By the way, I wanted to say something about the TV show. You mentioned My Big Fat Greek Life [the short-lived 2003 CBS sitcom adaptation of Greek Wedding]. I did not write the show, but I truly and honestly felt that those writers did the very best they could. And they got quite a bad rap for it. Not fair at all. These writers, they’re my friends and there were things written about that show that were just 100 percent not true. They worked hard. They did their best. They did some very good work. In the end, we all just looked at each other and went, “Well…We tried.”

You’ve been a very active mentor with the Guild for a number of years. You’re working with five writers now?

Yes! And I love, love, love being involved with them as human beings and with the WGA as an organization. When the first movie happened, a lot of people just focused on its financial success – which means nothing to me. What’s more astounding to me, regardless of how much money a movie makes, is that the film you wrote got made at all! I don’t look at box office numbers very much anymore. That would be ridiculous, mercenary, contrary to creativity. So what do you do when you accidentally make a movie that becomes a big hit? Todd Amorde at the Writers Guild approached me and asked if I’d like to mentor a writer. I’d already been mentoring a woman through the Universal [writers mentor] program, so I told Todd, “Sure! Who you got?” And I got five guys! I love it! Like I said, I’m pro-woman without being anti-man! When you teach, you’re learning. And don’t tell the students of the world this, but when you’re learning, you’re also doing some teaching! You learn so much by simply talking with other writers about things like structure, character arc, all of those nuts and bolts things. Being a mentor brings so much clarity to me. I really enjoy it!

Most screenwriters have at least one “rule book” for craft on their bookshelf – Robert McKee, Syd Field, Chris Vogler. Are there “rules” that you’ve found helpful in your life as a writer?

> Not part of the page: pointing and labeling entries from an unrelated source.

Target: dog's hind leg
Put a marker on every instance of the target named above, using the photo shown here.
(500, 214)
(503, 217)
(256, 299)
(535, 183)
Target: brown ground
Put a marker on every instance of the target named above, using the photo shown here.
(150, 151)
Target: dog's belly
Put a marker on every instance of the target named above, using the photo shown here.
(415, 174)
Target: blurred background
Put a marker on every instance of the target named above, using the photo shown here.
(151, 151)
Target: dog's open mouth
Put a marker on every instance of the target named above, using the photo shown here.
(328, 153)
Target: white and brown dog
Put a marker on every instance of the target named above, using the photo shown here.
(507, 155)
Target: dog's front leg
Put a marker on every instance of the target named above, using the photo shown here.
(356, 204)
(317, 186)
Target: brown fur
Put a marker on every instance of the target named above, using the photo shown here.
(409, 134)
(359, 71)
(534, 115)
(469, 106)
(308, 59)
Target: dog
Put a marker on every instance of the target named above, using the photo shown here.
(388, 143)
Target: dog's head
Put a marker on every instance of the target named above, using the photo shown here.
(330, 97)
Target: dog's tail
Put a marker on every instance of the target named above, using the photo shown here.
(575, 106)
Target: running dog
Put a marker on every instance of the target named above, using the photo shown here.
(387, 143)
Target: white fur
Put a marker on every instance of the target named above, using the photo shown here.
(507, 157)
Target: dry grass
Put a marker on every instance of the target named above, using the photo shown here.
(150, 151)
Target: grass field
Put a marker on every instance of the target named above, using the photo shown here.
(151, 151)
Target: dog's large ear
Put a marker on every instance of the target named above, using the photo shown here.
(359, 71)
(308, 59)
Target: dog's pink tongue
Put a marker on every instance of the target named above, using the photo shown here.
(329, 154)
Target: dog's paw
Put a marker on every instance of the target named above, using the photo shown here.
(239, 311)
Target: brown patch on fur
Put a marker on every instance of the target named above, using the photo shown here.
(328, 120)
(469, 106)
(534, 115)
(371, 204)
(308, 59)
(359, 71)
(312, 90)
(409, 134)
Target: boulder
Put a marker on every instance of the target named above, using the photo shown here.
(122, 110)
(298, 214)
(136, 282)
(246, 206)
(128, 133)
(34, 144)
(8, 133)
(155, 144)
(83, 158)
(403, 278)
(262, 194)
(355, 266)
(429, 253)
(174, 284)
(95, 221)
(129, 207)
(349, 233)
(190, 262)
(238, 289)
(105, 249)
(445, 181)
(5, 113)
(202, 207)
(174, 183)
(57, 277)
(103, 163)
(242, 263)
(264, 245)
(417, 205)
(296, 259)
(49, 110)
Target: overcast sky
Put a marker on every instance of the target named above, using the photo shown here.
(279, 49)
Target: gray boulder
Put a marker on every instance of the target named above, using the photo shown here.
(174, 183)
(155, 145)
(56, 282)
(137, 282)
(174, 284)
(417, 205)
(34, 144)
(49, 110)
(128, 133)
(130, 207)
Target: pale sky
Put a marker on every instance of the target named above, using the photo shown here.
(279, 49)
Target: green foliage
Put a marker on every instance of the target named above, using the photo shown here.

It’s the Second City stuff for me. You have to be present, available, ready to reinvent, ready to receive, prepared to give it all up. Refuse labels. Just write what comes to you. Don’t give a thought to the marketplace because, believe me, anybody’s who’s advising your career based on the marketplace is at least three beats behind. The improv rules – the Second City stuff – really carry me through the screenwriting process, sometimes just so that I can break them. It’s what Adam McKay has done. He’s a perfect example. No matter what other people say, you don’t label your own writing. It’s not a comedy or a drama or whatever that I’m writing. Writers don’t have to be just one thing. Adam did Talladega Nights and then, a few short years later, he’s winning an Oscar for The Big Short. Who saw that coming? And they’re both great movies!

Do the acting jobs inform your writing, as well?

I’m a big nerd for everything to do with the process. I love to watch every aspect of a movie being made. I'm on a series that comes out in the fall, written by Josh Stern, called Graves. It's with Nick Nolte and Sela Ward. Even when I’m not working, I like to stop by the set sometimes and just watch quietly – watch the director, listen to the writers discussing arcs and story breaks, see how the actors work with the script and the writers, watch all of it. All of that information and those observations are valid and can be used at some point in a writer's life, so being the hired actor can really give me a different perspective on things – which is always good for a writer. Perspective really matters. Also, I want to add: I memorize those scripts word for word, verbatim, right down to every last “umm…” and “ugh.” I memorize that dialogue completely, and then – if I got enough sleep the night before – I’ll do it on camera exactly as it was written. Why would I try to ask people to be faithful to my dialogue if I won’t do that for another writer’s work?

Any other words of wisdom for screenwriters?

Yes! Write everyday. Everyday. And don't show your first draft to more than three people.